Gambling has been on the rise across American society for a half-century now, and Victor Matheson provides an overview of the latest frontier in “Sports Gambling” (Milken Institute Review, Second Quarter 2023, pp. 12-21). He begins with some broader context:

The past 60 years have witnessed a massive transformation of the gambling landscape in the United States. In the early 1960s, the only legal casinos in the country operated in Nevada, no states ran lotteries, and essentially all sports bets were either made informally among friends or through illegal bookies. These days, 45 state governments sell $100 billion in lottery tickets each year, with multistate lotto games like Powerball and Mega Millions occasionally offering jackpots exceeding $1 billion. Nearly 1,000 casinos and card rooms operate across 41 states, generating over $50 billion in net gaming revenue. And nowhere has the gambling industry changed more rapidly than in sports betting, where nationwide expansion has led to an increase in legal wagering from just under $5 billion in 2017 to nearly $100 billion in 2022.

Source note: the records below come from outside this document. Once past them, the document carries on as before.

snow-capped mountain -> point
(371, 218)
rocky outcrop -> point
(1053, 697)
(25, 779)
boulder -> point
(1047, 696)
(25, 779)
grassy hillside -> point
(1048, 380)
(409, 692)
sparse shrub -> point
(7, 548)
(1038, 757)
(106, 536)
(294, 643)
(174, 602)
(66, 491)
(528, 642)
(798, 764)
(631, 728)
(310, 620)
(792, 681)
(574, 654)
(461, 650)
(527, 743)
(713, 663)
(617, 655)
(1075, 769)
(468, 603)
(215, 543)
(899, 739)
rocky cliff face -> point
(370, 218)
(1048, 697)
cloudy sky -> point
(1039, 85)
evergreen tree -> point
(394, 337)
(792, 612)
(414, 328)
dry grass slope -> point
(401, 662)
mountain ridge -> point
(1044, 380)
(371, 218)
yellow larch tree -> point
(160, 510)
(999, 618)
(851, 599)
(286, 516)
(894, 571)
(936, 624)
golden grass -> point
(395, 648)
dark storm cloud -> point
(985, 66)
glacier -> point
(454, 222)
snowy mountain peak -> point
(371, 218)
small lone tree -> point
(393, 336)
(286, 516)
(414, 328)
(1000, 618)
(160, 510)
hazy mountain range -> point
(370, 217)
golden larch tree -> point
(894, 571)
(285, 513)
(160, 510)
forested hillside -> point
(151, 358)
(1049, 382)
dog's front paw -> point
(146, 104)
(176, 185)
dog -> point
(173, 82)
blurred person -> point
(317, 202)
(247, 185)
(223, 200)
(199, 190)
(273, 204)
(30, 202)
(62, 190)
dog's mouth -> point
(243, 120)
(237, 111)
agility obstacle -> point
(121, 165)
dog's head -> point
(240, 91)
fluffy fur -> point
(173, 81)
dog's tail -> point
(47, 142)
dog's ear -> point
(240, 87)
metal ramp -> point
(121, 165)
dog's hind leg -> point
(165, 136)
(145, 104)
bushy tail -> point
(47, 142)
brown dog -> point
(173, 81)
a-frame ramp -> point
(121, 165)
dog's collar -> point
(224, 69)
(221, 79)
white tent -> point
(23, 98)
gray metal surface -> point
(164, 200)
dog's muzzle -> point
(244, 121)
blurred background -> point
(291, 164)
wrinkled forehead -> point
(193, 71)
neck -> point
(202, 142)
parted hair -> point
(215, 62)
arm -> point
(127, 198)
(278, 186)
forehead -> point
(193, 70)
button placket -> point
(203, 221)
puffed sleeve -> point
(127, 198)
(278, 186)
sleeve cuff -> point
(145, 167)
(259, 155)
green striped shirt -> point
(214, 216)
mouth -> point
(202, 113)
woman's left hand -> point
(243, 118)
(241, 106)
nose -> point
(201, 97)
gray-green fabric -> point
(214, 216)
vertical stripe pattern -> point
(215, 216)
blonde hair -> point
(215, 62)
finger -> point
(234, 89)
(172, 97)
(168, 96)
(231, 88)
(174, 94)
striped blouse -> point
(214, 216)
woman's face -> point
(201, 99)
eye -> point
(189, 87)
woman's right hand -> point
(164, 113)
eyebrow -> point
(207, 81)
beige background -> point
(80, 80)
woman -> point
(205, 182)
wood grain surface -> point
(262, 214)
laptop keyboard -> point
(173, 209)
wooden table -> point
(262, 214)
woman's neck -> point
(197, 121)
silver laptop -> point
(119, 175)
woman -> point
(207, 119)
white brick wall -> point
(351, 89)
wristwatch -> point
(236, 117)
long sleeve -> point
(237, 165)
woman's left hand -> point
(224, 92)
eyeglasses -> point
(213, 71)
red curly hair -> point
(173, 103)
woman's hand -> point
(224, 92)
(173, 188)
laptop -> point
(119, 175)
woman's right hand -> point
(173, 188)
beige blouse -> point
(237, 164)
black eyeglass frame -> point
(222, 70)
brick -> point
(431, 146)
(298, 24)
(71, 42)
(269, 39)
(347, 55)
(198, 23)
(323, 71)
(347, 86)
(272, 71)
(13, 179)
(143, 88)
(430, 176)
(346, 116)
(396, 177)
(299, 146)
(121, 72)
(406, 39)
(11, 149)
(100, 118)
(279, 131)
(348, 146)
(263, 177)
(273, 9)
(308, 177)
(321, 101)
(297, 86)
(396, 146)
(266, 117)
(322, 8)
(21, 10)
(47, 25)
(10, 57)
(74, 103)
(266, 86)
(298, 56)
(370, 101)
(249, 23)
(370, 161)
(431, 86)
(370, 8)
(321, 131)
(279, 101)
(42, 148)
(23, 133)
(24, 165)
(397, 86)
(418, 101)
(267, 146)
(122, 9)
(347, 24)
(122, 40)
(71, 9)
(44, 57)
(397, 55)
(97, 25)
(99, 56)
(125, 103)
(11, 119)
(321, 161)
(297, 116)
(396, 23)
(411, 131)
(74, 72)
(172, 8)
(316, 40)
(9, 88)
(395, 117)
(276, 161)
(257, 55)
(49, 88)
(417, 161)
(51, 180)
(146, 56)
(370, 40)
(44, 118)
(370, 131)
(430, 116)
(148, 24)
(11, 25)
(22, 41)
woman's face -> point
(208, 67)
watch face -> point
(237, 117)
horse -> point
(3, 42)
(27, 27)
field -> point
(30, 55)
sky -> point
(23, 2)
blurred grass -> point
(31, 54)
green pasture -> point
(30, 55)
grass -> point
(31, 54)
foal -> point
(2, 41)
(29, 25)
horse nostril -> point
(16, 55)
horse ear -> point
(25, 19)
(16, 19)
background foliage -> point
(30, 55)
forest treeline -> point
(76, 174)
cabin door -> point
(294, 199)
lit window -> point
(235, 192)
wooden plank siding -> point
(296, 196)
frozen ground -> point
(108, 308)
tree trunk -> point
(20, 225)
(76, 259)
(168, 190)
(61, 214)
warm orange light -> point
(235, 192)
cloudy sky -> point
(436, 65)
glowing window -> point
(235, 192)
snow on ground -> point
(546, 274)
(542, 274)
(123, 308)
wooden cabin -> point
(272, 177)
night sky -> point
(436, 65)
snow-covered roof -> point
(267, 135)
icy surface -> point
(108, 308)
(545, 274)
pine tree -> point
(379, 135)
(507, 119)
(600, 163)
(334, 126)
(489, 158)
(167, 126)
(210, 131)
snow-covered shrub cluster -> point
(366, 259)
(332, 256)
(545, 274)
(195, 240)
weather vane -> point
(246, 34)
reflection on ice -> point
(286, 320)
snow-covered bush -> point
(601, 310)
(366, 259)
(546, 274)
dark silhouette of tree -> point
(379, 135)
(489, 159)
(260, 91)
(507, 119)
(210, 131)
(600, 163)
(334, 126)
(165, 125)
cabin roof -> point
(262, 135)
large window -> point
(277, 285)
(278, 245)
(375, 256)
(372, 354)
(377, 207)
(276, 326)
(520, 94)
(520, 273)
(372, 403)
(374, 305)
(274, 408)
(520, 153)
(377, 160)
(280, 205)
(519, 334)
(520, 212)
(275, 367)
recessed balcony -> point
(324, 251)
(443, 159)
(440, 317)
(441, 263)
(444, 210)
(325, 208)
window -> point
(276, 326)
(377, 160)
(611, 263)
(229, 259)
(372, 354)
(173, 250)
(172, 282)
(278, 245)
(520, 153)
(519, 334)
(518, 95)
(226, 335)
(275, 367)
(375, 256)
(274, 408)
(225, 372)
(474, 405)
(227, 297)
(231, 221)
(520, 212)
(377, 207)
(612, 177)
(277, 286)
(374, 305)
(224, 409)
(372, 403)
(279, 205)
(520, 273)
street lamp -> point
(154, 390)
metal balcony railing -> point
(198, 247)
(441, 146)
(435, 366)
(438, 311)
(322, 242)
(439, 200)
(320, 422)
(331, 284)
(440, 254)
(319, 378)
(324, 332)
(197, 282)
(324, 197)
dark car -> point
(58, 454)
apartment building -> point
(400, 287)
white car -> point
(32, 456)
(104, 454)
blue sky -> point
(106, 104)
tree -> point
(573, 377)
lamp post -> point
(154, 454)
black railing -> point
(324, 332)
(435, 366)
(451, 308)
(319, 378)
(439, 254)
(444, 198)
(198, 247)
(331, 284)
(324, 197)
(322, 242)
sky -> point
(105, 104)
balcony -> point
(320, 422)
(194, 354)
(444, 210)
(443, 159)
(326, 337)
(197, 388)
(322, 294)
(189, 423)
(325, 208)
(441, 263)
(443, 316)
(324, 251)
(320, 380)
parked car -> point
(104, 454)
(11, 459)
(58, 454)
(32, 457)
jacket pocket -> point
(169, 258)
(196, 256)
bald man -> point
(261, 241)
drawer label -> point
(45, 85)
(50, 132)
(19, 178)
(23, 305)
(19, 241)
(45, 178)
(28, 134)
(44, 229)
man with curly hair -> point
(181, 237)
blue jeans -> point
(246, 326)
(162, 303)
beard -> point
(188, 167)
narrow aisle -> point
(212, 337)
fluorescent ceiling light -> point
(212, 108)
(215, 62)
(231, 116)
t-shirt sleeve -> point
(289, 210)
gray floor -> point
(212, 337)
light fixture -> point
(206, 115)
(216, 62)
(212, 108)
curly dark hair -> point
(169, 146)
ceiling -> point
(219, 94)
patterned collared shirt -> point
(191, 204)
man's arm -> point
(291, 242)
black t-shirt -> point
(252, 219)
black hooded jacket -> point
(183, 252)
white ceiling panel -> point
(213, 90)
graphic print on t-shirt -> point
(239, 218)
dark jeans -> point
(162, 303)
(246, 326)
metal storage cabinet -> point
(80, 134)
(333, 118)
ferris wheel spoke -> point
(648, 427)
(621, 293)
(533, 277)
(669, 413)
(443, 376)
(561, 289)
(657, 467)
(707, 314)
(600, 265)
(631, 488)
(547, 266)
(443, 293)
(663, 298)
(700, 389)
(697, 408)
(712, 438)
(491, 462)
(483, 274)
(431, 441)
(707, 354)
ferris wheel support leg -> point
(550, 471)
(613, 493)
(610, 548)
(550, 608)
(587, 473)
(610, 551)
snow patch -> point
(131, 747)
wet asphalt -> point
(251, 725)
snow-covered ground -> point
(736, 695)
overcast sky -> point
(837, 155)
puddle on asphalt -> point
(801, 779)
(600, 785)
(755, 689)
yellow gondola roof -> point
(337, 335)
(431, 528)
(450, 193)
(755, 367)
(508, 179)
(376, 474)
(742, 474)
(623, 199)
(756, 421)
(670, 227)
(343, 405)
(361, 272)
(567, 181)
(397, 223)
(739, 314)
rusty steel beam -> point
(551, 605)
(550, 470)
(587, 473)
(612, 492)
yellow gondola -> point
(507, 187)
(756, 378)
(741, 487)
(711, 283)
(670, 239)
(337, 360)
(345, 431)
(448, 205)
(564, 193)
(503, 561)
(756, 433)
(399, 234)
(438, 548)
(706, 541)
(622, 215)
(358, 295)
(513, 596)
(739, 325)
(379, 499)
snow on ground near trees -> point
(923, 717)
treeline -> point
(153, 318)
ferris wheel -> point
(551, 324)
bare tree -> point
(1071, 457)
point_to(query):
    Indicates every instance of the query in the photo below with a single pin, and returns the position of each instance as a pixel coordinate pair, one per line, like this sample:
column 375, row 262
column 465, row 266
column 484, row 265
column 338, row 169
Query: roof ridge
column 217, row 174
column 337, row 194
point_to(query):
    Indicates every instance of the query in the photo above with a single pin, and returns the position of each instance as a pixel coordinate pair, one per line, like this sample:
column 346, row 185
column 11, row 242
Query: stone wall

Matheson runs through a number of the most prominent US examples of how gambling on sports led to bribery of players and officials to alter the outcome of games. But for big-revenue sports, a huge share of the money comes from television and media rights in general–and gambling helps to drive that interest. People watch games they would not otherwise watch, and watch until the bitter end, if they have a bet placed on the game or the point spread.

In 2018, the Supreme Court decision in Murphy v. National Collegiate Athletic Association held that the Professional and Amateur Sports Protection Act of 1992 was unconstitutional. Under that law, the federal government could prevent a state from legalizing sports gambling. Just five years later, 28 states and the District of Columbia have legalized sports gambling, and more state are on the way. At least so far, however, California, Texas and Florida are hold-outs against the general trend.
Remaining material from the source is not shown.